Review by Steve Davis
To be or not to be a comedy? That is the question posed by Humble Boy. This play, written by Charlotte Jones, opened last night as the latest production by the Adelaide Repertory Theatre.
The play (almost a play within a play) loosely follows the storyline of Hamlet in which Felix Humble (Nick Endenburg) returns home for the funeral of his father, James Humble, to discover his estranged mother, Flora Humble (Celine O’Leary) has become very close to George Pye (Christopher Leech). Felix is lost in his dream of pursuing a universal theory of everything through his Cambridge University work in Theoretical Astrophysics, which we discover is why he broke things off a long time prior with George’s daughter, Rosie Pye (Phoebe Wilson).
The drama unfolds in the garden at the Humbles’ country home, where only the shell remains of James’ beekeeping and we discover that the introverted Felix has fled his father’s funeral, supposedly overwhelmed by the occasion but in fact he has been disturbed by the severing of the nature of things; the removal of his father’s bees, and the newly-discovered dalliance between George and his mother.
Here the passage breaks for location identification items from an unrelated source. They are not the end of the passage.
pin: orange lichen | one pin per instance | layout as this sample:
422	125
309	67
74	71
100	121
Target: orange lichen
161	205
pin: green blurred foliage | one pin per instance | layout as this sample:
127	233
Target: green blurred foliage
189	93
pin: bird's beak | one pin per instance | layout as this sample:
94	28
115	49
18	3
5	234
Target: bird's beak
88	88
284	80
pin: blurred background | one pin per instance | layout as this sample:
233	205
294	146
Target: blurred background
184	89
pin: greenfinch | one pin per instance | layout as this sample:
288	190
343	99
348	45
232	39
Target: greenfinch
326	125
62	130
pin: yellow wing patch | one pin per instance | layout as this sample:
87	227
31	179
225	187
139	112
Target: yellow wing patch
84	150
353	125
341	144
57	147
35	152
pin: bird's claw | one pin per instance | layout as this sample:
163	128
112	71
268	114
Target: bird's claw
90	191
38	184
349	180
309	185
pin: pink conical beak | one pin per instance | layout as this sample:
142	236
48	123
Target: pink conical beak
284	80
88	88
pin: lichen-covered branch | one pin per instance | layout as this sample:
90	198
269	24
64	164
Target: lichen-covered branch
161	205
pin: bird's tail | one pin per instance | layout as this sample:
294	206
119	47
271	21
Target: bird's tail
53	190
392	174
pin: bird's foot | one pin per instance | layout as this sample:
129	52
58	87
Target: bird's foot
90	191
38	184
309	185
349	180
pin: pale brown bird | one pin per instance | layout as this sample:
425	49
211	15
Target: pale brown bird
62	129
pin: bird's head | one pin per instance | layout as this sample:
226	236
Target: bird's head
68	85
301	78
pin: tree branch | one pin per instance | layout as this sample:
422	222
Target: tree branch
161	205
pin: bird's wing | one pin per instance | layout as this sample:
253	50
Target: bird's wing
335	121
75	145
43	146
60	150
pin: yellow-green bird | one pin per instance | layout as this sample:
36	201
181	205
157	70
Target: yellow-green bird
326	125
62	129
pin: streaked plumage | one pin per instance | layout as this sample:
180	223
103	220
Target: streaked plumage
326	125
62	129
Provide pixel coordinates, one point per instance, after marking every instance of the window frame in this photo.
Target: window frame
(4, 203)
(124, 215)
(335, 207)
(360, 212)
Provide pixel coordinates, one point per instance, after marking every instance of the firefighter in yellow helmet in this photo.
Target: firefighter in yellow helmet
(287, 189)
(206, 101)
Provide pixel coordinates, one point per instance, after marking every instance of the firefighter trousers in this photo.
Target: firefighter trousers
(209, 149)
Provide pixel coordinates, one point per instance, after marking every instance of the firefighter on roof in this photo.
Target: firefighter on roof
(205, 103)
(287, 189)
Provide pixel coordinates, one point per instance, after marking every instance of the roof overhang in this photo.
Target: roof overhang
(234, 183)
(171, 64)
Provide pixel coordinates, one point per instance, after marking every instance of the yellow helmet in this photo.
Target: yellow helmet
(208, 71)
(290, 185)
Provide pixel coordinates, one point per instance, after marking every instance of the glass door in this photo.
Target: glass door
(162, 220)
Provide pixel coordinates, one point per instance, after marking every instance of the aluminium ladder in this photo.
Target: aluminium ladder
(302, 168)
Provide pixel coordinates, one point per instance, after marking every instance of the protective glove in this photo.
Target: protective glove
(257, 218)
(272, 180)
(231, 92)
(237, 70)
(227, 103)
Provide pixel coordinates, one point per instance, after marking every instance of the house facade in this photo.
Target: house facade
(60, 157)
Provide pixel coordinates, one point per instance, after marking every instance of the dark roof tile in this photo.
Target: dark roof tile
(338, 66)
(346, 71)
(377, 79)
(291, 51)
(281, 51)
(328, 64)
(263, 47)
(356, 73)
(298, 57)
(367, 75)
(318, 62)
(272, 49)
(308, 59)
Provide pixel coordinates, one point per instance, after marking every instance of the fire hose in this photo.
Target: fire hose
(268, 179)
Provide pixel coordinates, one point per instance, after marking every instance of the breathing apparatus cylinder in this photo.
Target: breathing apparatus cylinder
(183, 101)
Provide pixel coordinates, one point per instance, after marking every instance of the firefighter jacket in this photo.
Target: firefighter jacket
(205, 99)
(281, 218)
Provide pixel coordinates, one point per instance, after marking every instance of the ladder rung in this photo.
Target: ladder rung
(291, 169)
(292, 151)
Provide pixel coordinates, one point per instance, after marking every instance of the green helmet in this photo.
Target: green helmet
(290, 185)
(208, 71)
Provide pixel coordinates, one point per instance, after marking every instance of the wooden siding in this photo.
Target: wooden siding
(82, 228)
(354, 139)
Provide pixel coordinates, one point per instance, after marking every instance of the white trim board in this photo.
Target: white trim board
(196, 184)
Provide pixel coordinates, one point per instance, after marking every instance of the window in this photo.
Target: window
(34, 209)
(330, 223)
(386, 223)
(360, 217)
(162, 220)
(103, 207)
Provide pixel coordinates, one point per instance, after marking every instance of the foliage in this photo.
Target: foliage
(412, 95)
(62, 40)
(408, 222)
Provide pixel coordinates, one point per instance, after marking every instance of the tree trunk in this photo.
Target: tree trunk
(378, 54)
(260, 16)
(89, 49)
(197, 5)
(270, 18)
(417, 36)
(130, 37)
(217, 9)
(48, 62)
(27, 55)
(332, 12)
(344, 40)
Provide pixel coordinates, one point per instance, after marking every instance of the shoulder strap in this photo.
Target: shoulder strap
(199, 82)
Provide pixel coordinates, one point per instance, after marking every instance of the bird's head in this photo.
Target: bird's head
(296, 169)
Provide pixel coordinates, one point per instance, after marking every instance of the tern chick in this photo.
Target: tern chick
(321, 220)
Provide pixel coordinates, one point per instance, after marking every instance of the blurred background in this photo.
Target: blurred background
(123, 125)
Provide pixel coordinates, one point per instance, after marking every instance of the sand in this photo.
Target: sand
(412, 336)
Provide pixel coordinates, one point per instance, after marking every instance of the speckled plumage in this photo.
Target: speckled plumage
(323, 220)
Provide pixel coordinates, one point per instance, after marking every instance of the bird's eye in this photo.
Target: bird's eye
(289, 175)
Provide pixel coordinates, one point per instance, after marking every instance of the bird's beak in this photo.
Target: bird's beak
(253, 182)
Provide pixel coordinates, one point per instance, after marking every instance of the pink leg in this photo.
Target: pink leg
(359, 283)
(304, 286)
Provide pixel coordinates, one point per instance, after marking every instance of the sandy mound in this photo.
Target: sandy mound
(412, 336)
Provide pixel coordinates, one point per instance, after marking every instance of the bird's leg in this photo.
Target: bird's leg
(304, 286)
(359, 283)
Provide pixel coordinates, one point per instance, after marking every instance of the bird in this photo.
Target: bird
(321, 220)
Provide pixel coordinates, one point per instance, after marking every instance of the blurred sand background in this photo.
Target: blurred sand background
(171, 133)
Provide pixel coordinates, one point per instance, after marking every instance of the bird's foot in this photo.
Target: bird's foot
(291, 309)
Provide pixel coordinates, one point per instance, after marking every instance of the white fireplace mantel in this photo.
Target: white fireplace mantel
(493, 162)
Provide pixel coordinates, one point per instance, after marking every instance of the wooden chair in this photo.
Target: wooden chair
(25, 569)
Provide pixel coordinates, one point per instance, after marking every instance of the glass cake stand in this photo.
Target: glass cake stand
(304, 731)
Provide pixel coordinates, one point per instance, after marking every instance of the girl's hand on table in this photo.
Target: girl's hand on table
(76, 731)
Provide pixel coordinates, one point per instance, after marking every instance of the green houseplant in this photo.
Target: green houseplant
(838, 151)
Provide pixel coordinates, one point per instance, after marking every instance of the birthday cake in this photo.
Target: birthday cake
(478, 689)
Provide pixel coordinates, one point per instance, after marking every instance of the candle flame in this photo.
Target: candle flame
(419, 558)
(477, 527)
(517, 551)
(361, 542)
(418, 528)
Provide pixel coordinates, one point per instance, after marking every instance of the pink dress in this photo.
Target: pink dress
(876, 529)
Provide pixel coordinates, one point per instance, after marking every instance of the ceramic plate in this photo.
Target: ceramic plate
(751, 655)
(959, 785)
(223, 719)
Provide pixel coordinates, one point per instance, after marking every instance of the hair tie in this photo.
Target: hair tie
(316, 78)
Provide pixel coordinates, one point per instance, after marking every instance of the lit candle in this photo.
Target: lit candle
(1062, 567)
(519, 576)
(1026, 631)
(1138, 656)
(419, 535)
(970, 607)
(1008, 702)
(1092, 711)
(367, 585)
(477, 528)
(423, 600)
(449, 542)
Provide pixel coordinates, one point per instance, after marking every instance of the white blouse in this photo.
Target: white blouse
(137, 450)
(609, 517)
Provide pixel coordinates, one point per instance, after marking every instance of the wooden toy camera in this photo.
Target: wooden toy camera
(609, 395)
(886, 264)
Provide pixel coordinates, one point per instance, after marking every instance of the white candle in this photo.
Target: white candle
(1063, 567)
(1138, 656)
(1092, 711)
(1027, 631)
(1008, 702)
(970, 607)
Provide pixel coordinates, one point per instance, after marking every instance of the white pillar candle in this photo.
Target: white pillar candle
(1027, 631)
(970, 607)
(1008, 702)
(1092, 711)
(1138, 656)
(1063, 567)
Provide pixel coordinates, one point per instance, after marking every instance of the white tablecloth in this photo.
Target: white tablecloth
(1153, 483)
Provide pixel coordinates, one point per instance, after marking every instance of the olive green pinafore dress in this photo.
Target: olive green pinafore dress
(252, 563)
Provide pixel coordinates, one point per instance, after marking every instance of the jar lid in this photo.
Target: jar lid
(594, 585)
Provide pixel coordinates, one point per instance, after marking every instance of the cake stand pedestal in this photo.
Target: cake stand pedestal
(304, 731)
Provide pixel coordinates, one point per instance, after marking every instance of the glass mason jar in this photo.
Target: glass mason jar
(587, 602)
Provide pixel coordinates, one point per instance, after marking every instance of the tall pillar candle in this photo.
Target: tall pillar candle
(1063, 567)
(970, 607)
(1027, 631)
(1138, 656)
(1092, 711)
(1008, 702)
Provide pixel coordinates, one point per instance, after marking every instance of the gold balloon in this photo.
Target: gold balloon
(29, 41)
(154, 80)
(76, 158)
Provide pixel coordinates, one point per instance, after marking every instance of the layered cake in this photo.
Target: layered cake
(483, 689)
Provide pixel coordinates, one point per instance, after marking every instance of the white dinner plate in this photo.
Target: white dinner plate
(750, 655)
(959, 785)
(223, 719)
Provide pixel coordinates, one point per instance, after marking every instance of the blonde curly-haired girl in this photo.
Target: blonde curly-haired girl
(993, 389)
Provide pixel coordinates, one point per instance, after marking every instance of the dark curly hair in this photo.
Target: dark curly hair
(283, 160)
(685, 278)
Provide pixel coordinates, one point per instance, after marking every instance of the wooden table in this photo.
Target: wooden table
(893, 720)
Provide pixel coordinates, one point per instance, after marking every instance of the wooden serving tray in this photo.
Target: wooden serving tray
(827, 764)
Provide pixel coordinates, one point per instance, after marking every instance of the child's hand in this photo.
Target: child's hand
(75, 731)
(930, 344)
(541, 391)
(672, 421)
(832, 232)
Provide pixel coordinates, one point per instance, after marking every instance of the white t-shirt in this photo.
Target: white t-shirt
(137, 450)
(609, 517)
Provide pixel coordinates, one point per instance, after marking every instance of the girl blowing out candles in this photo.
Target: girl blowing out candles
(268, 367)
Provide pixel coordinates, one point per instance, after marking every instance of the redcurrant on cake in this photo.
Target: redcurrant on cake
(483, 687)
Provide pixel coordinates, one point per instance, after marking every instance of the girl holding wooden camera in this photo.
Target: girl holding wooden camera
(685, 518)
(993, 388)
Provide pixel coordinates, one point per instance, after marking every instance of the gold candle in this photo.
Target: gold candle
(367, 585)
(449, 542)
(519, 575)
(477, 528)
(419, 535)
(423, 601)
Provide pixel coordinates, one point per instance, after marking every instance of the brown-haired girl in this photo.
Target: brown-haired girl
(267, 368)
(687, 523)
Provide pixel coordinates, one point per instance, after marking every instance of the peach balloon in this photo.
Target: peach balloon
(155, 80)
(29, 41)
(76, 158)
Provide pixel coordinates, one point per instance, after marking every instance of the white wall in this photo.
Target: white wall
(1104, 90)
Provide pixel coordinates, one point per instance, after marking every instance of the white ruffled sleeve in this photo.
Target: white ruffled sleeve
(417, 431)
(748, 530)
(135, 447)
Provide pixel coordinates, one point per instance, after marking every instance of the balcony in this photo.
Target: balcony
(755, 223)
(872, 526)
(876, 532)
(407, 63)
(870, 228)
The set was simple and adorned by lawn, bee hive, beds of roses, and an apple tree, which becomes pivotal to some of Felix’s story. Isaac Newton, anybody?
With the gardener (Brian Knott) using real dirt and raking leaves, and with an ash-like substance in the urn, hilariously used by Flora’s “friend”, Mercy Lott (Rhonda Grill), there is a grounded realism to the staging of this play, which sits in stark contrast with decision of director (Kerrin White) to tease out eccentricities and affectations of his lead character, Felix. For example, Felix is played at time with a very feverish, distracted, and possessed manner. The theatricality of this Hamletesque exuberance stands apart from the drawing room realism of the rest of the play, imperilling our suspension of disbelief. But, then again, such is the nature of Jones’ writing, that we are tossed hither and yon between different styles and threads as we traverse the fractured landscape of a family home post-bereavement.
On opening night there was some disparity in volume between the players, and some cues were a little loose, sapping a little energy at times, but when this ensemble clicks, as it did increasingly throughout the night, the audience gets to experience the sharp and layered wit of Jones’ work, with actors who are poised and pleasing. And there were many waves of hearty laughter, indeed.
In fact, there were also many nourishing moments of chemistry between the players. When Endenburg is at his most centred, dressed in cricket whites, his character bowls up some surprising barbs and questions, much like a dangerous bowler on a turning wicket. There is joy to be had as the other characters squirm about Endenburg’s Felix, and equally so as he absorbs the slings and arrows from O’Leary, Leech, and Wilson. Jones stopped short of including a physical, Shakespearian sword fight, instead, allowing her characters to fence against each other with words.
Throughout the play, there are many sweet lines that amplify the stories parallels with Hamlet, from Rosie’s exasperated query about whether Felix had expected her get herself to a nunnery after they broke up, to Flora’s exclamation at the final dinner that there is no way Felix was going to turn this into a tragedy!
Humble Boy is billed as a bittersweet comedy and it is, albeit with a sting in its tale. It is a night of clever, pleasant theatre.